In 1989, Michael Keaton set the tone for the modern-day depiction of Batman and Bruce Wayne in Tim Burton’s “Batman.” Keaton’s masked crusader was stoic, and serious with an undercurrent of rage. Although not the public’s first choice to don the suit because of his comedic background, Keaton really nailed the role. It didn’t hurt that he had Burton at the helm and the scary, amazing Jack Nicholson as the Joker to play against. Keaton donned the mask one more time in 1992’s “Batman Returns.”
Next up to play Gotham’s protector was Val Kilmer in Joel Schumacher‘s 1995 over-the-top “Batman Forever.” Keaton was a hard act to follow and Kilmer fell short of putting his own stamp on the Batman and Bruce Wayne characters. Kilmer’s performance was somewhat bland and uninspired and his Bruce Wayne often came across as bored. His flat and nearly unmemorable performance only warranted one film in the franchise before it was rebooted two years later.
Following in Kilmer’s footsteps, George Clooney was next up to don the mask in 1997’s “Batman & Robin.” Taking the role in a slightly more comedic direction, but not altogether intentionally, Clooney was suave and charismatic as the rich and successful Bruce Wayne. He made putting on the cape look fun, unfortunately, his performance was overshadowed by the over-the-top (but not in a good way) film and cast of characters.

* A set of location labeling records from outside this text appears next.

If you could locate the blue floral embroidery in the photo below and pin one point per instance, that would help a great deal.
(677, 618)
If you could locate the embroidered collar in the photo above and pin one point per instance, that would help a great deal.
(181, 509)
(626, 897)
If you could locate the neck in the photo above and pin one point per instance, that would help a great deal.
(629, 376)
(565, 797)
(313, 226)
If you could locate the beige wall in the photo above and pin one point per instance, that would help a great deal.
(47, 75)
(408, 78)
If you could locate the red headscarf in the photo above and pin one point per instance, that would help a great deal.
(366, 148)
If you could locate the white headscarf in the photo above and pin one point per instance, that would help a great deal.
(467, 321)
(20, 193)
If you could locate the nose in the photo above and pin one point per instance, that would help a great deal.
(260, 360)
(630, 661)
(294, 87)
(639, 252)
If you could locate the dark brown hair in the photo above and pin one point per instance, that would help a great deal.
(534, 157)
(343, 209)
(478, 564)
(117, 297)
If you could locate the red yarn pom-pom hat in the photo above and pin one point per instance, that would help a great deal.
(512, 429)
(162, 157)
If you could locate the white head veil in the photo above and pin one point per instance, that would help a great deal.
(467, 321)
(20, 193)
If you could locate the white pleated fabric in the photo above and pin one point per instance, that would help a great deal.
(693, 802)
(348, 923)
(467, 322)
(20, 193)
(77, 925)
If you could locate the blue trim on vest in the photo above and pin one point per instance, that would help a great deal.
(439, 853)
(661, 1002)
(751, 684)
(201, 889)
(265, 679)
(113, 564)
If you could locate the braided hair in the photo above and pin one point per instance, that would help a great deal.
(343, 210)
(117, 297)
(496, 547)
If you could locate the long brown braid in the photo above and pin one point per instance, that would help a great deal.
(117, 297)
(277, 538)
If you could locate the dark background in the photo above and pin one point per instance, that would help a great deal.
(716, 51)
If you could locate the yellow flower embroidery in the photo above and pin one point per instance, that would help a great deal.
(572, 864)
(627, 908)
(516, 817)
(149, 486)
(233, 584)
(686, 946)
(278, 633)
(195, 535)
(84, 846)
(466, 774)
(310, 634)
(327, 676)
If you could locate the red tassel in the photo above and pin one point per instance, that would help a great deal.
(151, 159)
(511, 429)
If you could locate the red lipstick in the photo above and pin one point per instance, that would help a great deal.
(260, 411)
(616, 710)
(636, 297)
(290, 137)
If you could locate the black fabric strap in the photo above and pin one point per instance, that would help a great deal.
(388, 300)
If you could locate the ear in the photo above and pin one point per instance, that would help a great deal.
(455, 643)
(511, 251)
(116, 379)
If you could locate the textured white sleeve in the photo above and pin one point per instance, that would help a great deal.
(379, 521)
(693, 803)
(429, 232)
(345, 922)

Leaving a somewhat bad taste in fans’ mouths, it was another eight years before the franchise was rebooted and Christian Bale made the two characters his own. Starting with 2005’s “Batman Begins,” the first in Christopher Nolan‘s “Dark Knight” trilogy, Bale brought vulnerability to the ultra-rich yet tragic Bruce Wayne. From the debonair look to the iconic voice, coupled with the great character arc and meaty storyline, Bale really made the role his own and gave some career-defining performances.
After Nolan’s super-successful trilogy, Ben Affleck stepped into the leather suit in Zack Snyder‘s “Batman v Superman: Dawn of Justice.” Affleck’s Batman came across as trying too hard and his Bruce Wayne was hard to grow attached to. He portrayed the characters as bordering on psychosis and just burnt-out and tired, somewhat of a reflection of how audiences were with the franchise in general at this point.
Whether giving a great performance or just a mediocre one, the Batman franchise has a storied history filled with memorable (both good and bad) scenes and performances. And with Robert Pattison stepping into the role in 2021, we’re anxious to see how he owns the Batman and Bruce Wayne roles and makes them his own.